Every time the price has surged above the 200-Weekly Moving Average, it has come back to its mean. The pattern presents itself every few years where the price makes space from its mean. Eventually, it meets the average back with a heavy downfall.
The current situation of declining US bond yields could be a triggering point for the markets to revert back to their mean.
In the last couple of weeks, markets practically saw a one-sided selling activity which completely change the texture of the market sentiment to bearish. Nifty broke its past 7 weeks’ consolidation range and closed at 17,100 levels with a loss of 1.80% on the weekly closing basis.
The 50–week exponential moving average which was acting as a support level has been breached this week and the price closed well below its average. The trend looks negative as the momentum oscillator RSI (14) has broken below its previous support levels and presently reading in a lower low formation with a negative crossover on the cards.
The daily chart index has formed a bullish ABCD harmonic pattern at 16,850 levels and in addition, a positive divergence is also spotted which indicates the probability of bounce back at current levels. The bounce back can be short-lived as prices may face strong resistance at higher levels.

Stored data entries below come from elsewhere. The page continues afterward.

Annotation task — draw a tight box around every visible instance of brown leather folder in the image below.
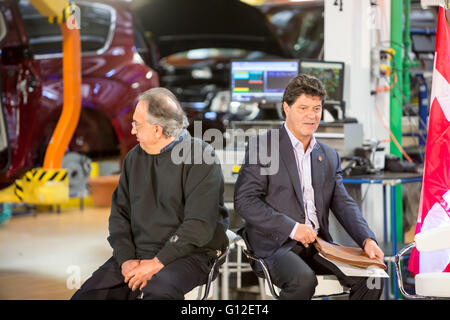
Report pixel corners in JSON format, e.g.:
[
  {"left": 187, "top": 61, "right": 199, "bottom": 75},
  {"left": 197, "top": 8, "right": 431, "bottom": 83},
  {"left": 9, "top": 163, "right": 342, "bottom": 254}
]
[{"left": 313, "top": 237, "right": 387, "bottom": 270}]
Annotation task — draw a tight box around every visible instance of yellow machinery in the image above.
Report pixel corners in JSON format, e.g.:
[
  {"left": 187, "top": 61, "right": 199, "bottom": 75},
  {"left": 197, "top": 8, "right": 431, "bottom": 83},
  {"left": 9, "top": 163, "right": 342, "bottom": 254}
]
[{"left": 1, "top": 0, "right": 82, "bottom": 205}]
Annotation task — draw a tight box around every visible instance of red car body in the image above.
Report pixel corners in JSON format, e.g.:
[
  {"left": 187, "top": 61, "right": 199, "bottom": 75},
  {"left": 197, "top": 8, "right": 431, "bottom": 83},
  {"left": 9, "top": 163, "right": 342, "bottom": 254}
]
[{"left": 0, "top": 0, "right": 159, "bottom": 189}]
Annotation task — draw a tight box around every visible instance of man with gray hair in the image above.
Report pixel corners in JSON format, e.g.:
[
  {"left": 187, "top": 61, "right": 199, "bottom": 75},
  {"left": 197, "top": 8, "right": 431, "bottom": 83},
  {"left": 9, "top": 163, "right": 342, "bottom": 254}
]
[{"left": 72, "top": 88, "right": 229, "bottom": 300}]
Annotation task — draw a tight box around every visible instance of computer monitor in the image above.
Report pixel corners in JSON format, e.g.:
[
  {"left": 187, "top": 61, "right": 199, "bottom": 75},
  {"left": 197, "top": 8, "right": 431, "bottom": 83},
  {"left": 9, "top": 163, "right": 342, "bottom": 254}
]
[
  {"left": 300, "top": 60, "right": 345, "bottom": 105},
  {"left": 230, "top": 60, "right": 300, "bottom": 103}
]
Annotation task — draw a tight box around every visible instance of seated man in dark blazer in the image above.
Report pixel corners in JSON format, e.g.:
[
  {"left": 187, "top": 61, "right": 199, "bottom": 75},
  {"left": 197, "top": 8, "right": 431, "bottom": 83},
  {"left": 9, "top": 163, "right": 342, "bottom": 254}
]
[{"left": 234, "top": 74, "right": 384, "bottom": 300}]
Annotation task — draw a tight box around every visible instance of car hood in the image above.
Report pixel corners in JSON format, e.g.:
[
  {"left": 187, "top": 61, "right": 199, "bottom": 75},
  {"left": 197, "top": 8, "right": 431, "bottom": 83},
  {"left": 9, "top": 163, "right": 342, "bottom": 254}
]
[{"left": 131, "top": 0, "right": 289, "bottom": 58}]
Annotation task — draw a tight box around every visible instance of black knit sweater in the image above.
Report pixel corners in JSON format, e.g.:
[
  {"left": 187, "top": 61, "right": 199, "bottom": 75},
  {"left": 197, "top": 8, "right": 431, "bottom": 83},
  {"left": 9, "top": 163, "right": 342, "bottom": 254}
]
[{"left": 107, "top": 134, "right": 229, "bottom": 267}]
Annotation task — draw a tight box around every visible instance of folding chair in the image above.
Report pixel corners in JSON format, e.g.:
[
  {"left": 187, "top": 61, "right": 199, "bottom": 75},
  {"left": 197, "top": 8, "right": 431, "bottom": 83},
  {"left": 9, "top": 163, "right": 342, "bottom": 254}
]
[
  {"left": 239, "top": 239, "right": 349, "bottom": 300},
  {"left": 394, "top": 224, "right": 450, "bottom": 299},
  {"left": 185, "top": 245, "right": 231, "bottom": 300},
  {"left": 218, "top": 230, "right": 265, "bottom": 299}
]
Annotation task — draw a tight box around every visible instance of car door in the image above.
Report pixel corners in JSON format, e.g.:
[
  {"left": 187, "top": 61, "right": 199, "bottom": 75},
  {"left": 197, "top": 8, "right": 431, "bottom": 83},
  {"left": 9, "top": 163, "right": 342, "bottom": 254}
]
[
  {"left": 0, "top": 5, "right": 9, "bottom": 174},
  {"left": 0, "top": 0, "right": 42, "bottom": 188}
]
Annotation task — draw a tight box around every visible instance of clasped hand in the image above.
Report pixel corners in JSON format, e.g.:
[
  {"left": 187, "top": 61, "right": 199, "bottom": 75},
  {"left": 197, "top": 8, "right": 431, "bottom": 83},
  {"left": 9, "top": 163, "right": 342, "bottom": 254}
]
[{"left": 121, "top": 258, "right": 164, "bottom": 291}]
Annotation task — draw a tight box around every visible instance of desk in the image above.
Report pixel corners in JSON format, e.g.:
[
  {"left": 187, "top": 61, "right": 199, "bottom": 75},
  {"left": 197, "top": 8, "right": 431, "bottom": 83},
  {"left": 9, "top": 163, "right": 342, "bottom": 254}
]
[{"left": 343, "top": 172, "right": 422, "bottom": 300}]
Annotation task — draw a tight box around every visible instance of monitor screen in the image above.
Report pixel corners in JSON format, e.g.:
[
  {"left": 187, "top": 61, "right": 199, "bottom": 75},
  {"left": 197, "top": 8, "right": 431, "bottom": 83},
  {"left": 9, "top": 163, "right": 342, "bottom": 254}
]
[
  {"left": 300, "top": 60, "right": 344, "bottom": 104},
  {"left": 230, "top": 60, "right": 299, "bottom": 103}
]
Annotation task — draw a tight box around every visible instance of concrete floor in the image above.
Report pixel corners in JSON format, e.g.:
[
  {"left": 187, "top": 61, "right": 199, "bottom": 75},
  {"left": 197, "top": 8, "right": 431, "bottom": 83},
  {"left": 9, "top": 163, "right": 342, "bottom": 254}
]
[
  {"left": 0, "top": 207, "right": 112, "bottom": 299},
  {"left": 0, "top": 206, "right": 260, "bottom": 300},
  {"left": 0, "top": 205, "right": 400, "bottom": 300}
]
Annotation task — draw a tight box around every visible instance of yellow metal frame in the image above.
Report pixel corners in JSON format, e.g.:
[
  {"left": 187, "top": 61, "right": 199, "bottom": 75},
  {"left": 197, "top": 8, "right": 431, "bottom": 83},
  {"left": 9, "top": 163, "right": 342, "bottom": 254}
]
[
  {"left": 43, "top": 20, "right": 81, "bottom": 169},
  {"left": 28, "top": 0, "right": 83, "bottom": 170},
  {"left": 22, "top": 168, "right": 69, "bottom": 204},
  {"left": 29, "top": 0, "right": 67, "bottom": 18}
]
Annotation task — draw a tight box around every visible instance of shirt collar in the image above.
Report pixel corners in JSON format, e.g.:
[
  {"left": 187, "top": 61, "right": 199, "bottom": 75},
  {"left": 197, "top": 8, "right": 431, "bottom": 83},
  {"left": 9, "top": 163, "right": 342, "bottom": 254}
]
[
  {"left": 160, "top": 129, "right": 187, "bottom": 153},
  {"left": 284, "top": 122, "right": 316, "bottom": 154}
]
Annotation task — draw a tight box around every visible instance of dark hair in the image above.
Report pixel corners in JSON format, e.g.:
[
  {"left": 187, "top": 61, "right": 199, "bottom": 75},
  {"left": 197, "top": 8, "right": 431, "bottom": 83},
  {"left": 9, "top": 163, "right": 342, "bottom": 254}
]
[
  {"left": 281, "top": 74, "right": 327, "bottom": 118},
  {"left": 138, "top": 87, "right": 188, "bottom": 138}
]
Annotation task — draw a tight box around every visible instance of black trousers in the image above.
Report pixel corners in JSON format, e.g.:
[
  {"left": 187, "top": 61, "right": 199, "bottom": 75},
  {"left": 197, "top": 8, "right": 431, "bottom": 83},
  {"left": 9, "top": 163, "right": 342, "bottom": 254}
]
[
  {"left": 266, "top": 243, "right": 384, "bottom": 300},
  {"left": 71, "top": 254, "right": 212, "bottom": 300}
]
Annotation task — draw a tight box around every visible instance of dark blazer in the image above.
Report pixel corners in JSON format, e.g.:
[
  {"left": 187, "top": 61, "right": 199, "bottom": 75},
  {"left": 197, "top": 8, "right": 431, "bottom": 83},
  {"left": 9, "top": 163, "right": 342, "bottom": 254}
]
[{"left": 234, "top": 125, "right": 376, "bottom": 269}]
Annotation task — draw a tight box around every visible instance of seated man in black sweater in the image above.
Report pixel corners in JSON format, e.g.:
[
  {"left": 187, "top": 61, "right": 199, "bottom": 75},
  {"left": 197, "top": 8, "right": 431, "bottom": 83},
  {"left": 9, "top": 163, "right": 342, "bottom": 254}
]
[{"left": 72, "top": 88, "right": 229, "bottom": 300}]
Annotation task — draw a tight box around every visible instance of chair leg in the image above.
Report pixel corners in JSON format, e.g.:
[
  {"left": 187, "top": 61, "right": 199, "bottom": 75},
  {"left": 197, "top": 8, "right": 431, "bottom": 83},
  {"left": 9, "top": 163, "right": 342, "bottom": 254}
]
[
  {"left": 221, "top": 255, "right": 230, "bottom": 300},
  {"left": 213, "top": 278, "right": 219, "bottom": 300},
  {"left": 258, "top": 278, "right": 266, "bottom": 300},
  {"left": 237, "top": 247, "right": 242, "bottom": 288}
]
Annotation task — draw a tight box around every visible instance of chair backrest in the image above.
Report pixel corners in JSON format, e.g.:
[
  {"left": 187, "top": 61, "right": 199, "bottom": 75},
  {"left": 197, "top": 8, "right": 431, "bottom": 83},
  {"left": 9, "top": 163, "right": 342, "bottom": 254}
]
[
  {"left": 226, "top": 229, "right": 241, "bottom": 247},
  {"left": 394, "top": 224, "right": 450, "bottom": 299},
  {"left": 415, "top": 224, "right": 450, "bottom": 253}
]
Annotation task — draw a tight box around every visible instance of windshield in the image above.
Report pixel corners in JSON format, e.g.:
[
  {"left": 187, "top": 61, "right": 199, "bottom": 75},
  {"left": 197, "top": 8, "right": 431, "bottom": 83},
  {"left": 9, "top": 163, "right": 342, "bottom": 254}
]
[{"left": 259, "top": 3, "right": 324, "bottom": 59}]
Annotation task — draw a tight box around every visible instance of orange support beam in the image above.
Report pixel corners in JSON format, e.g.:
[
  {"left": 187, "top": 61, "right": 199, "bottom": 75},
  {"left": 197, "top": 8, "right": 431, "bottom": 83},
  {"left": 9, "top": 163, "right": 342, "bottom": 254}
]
[{"left": 43, "top": 21, "right": 81, "bottom": 169}]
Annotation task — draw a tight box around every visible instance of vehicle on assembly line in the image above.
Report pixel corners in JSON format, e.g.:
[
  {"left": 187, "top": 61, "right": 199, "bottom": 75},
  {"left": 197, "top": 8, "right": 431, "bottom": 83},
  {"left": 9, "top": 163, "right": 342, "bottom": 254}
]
[
  {"left": 131, "top": 0, "right": 324, "bottom": 142},
  {"left": 258, "top": 0, "right": 324, "bottom": 61},
  {"left": 0, "top": 0, "right": 159, "bottom": 189}
]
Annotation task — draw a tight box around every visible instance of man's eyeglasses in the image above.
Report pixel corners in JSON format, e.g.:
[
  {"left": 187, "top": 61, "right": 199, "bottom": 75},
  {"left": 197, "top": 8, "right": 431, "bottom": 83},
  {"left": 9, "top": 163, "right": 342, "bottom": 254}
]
[
  {"left": 132, "top": 120, "right": 157, "bottom": 131},
  {"left": 132, "top": 121, "right": 145, "bottom": 130}
]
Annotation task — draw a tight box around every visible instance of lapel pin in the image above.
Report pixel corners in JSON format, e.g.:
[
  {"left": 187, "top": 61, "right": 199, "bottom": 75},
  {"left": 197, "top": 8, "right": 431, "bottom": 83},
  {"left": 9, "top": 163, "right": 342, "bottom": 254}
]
[{"left": 318, "top": 156, "right": 322, "bottom": 162}]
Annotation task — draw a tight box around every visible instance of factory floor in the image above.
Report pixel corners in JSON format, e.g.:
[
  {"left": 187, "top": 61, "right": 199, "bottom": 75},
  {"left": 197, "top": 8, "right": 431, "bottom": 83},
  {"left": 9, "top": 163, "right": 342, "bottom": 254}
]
[
  {"left": 0, "top": 207, "right": 112, "bottom": 300},
  {"left": 0, "top": 204, "right": 409, "bottom": 300},
  {"left": 0, "top": 205, "right": 261, "bottom": 300}
]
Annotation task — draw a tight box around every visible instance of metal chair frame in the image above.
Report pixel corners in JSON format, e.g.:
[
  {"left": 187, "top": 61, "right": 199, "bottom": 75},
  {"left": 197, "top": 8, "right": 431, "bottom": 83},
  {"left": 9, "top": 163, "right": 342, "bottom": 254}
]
[
  {"left": 394, "top": 242, "right": 449, "bottom": 300},
  {"left": 198, "top": 245, "right": 231, "bottom": 300},
  {"left": 218, "top": 231, "right": 262, "bottom": 299},
  {"left": 242, "top": 247, "right": 350, "bottom": 300}
]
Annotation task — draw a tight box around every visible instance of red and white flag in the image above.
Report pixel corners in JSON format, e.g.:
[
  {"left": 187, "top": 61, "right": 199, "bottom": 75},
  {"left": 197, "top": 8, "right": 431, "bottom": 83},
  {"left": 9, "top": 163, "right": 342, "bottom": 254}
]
[{"left": 409, "top": 5, "right": 450, "bottom": 276}]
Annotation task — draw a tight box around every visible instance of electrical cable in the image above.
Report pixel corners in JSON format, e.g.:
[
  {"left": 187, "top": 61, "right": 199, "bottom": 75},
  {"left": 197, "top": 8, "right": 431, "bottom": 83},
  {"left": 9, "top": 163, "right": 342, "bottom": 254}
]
[
  {"left": 373, "top": 48, "right": 428, "bottom": 163},
  {"left": 373, "top": 73, "right": 397, "bottom": 93},
  {"left": 374, "top": 102, "right": 414, "bottom": 163}
]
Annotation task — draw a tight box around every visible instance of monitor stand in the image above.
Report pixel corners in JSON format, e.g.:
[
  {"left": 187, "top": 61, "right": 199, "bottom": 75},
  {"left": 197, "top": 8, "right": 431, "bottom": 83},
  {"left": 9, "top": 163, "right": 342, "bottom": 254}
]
[
  {"left": 322, "top": 101, "right": 346, "bottom": 121},
  {"left": 253, "top": 102, "right": 283, "bottom": 120}
]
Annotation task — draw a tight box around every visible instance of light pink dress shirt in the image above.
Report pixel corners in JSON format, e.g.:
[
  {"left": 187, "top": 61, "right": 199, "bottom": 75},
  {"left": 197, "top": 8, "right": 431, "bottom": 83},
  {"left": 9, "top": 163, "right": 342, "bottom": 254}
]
[{"left": 284, "top": 123, "right": 320, "bottom": 239}]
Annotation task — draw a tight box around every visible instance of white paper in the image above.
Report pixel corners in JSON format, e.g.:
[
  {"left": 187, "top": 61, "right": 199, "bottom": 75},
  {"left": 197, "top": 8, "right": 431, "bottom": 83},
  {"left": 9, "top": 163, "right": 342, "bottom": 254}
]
[{"left": 318, "top": 253, "right": 390, "bottom": 278}]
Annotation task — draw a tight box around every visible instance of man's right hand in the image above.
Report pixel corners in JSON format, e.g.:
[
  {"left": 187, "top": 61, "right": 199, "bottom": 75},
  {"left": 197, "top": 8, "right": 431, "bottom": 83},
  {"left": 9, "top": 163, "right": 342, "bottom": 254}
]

Technically the structure has turned bearish and Nifty stands at the strong polarity support of 16,800 – 16,750 levels, failing to hold which the index is likely to see a further correction towards 16,450 – 16,400 zones. Only a sustained close above the 17,300- 17,350 zone is likely to trigger bullish momentum toward 17,500 – 17,550 levels or even higher.
Expectations for the week
The coming week is scheduled to hold its first FOMC meeting after the collapse of three banks. While inflation saw a dip, it remained uncomfortably higher than the tolerance band. This has initially raised murmurs of a 50 bps rate hike, the current bank dynamics might change the same. Therefore, this meet will be closely watched as market participants try to read between the lines regarding inflation, GDP and unemployment. At the moment, global markets will continue to remain vulnerable to any macroeconomic shocks. Meanwhile, Indian markets, just like their global peers will trace the steps according to the global market scenario.